Medizintechnik

„Schnitzeljagd“-App zeigt Alzheimer-Risiko auf

Orientierungssinn verrät demenzgefährdete Personen

Person hält ein Smartphone mit einer Navigations-App in der Hand
Die spezielle Navigations-App erkennt, wie oft jemand auf seinem Weg zur Orientierung anhält. Häufige Stopps können ein Zeichen für eine beginnende Demenz sein. © Dacharlie / iStock

Digitaler Helfer: Forschende haben eine App entwickelt, die Personen mit erhöhtem Demenzrisiko zuverlässig identifiziert. Die Erkennung basiert auf den erfassten Bewegungsdaten der Menschen während einer „Schnitzeljagd“, die alltagsnahe Orientierungs-Situationen simuliert. Anhand des Orientierungssinns der Personen kann damit auf ihren geistigen Zustand geschlossen werden. Die App könnte künftig zur Früherkennung und Verlaufskontrolle bei Alzheimer eingesetzt werden.

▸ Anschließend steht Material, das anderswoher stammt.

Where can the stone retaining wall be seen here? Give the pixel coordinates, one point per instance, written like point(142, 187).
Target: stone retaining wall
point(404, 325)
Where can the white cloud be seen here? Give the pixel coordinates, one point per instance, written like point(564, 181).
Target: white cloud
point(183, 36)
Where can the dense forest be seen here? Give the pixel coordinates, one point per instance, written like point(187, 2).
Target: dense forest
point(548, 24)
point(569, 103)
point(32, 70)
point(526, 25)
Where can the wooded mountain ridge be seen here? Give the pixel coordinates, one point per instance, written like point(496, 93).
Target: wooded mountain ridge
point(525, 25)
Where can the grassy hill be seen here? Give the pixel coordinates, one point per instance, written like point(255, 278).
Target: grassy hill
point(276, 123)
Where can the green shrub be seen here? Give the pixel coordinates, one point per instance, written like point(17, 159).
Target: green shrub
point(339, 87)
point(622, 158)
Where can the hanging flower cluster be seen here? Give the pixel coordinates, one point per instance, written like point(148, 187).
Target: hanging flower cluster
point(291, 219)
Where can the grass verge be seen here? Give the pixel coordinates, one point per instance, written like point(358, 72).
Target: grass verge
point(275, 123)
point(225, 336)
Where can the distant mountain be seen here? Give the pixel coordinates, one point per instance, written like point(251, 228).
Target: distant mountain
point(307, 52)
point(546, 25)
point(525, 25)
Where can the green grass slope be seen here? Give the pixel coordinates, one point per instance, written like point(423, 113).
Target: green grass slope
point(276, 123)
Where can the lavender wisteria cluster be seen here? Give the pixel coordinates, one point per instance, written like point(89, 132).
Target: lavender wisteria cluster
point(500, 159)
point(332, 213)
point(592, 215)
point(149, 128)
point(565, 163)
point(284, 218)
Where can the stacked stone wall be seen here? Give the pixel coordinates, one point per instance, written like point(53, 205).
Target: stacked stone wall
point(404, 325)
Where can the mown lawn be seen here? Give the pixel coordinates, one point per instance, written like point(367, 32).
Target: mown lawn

Alzheimer ist die häufigste neurodegenerative Erkrankung weltweit. Der fortschreitende Abbau von Hirnsubstanz führt zur Demenz und ist bislang nicht heilbar. Ein großes Problem bei der Behandlung ist zudem, dass die Erkrankung sich in der Regel schleichend entwickelt und über Jahre hinweg unbemerkt verläuft. Sie wird daher meist zu spät erkannt.

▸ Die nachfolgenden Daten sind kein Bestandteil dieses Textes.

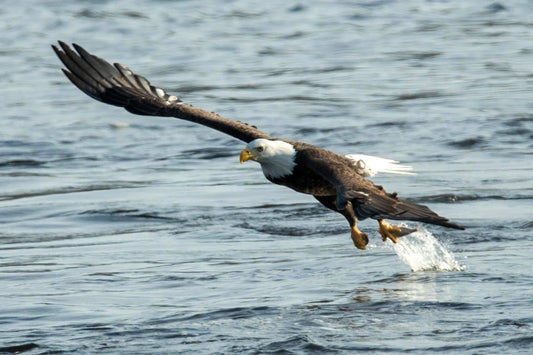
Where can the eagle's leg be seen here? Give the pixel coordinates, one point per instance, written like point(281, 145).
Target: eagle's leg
point(392, 232)
point(360, 239)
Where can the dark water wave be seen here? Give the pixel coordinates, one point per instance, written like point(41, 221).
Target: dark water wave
point(453, 198)
point(69, 190)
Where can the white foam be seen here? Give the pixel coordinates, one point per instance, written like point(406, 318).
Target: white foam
point(421, 251)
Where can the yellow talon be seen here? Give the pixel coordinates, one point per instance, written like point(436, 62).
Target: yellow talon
point(360, 239)
point(389, 231)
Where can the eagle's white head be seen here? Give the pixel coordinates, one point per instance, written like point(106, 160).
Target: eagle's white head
point(276, 157)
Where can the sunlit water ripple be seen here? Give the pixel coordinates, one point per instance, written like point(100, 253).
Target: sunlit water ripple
point(130, 234)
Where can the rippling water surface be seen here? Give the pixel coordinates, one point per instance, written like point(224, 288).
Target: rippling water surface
point(130, 234)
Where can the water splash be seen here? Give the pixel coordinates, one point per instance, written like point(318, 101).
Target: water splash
point(421, 251)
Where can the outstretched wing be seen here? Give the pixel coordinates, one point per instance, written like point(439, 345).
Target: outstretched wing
point(119, 86)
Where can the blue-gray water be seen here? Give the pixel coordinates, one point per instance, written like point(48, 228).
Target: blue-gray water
point(153, 239)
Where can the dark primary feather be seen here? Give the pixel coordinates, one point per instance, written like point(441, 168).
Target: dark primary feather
point(330, 177)
point(119, 86)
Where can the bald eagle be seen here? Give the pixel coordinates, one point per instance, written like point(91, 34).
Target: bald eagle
point(338, 182)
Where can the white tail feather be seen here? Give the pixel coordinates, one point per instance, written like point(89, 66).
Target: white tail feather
point(369, 166)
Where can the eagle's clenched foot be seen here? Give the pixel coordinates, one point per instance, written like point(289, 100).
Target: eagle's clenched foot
point(392, 232)
point(360, 239)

„Aktuell wird Alzheimer oft zu spät behandelt, um eine wirksame Therapie zu gewährleisten. Auch die neuen Antikörper-Medikamente, die derzeit viel diskutiert werden, wirken nur, wenn sie frühzeitig verabreicht werden“, erklärt Anne Maass vom Deutschen Zentrum für Neurodegenerative Erkrankungen e.V. (DZNE) in Magdeburg. „Daher müssen wir in die Lage kommen, die Krankheit früher zu diagnostizieren, wenn die Symptome noch mild sind.“

Schnitzeljagd als Alzheimer-Test

Ein Team um Maass und Erstautor Jonas Marquardt vom DZNE hat nun einen neuartigen Ansatz getestet, um eines der ersten Symptome einer Alzheimer-Erkrankung zu erkennen: Probleme mit der räumlichen Orientierung. Die Neurowissenschaftler entwickelten dafür eine Smartphone-App, die alltagsnahe Situationen simuliert und Orientierungsschwierigkeiten der Nutzer aufzeigt. „Unsere Studie beruht auf einer Art Schnitzeljagd, bei der vorgegebene Orte gefunden werden mussten“, erläutert Seniorautorin Nadine Diersch vom DZNE.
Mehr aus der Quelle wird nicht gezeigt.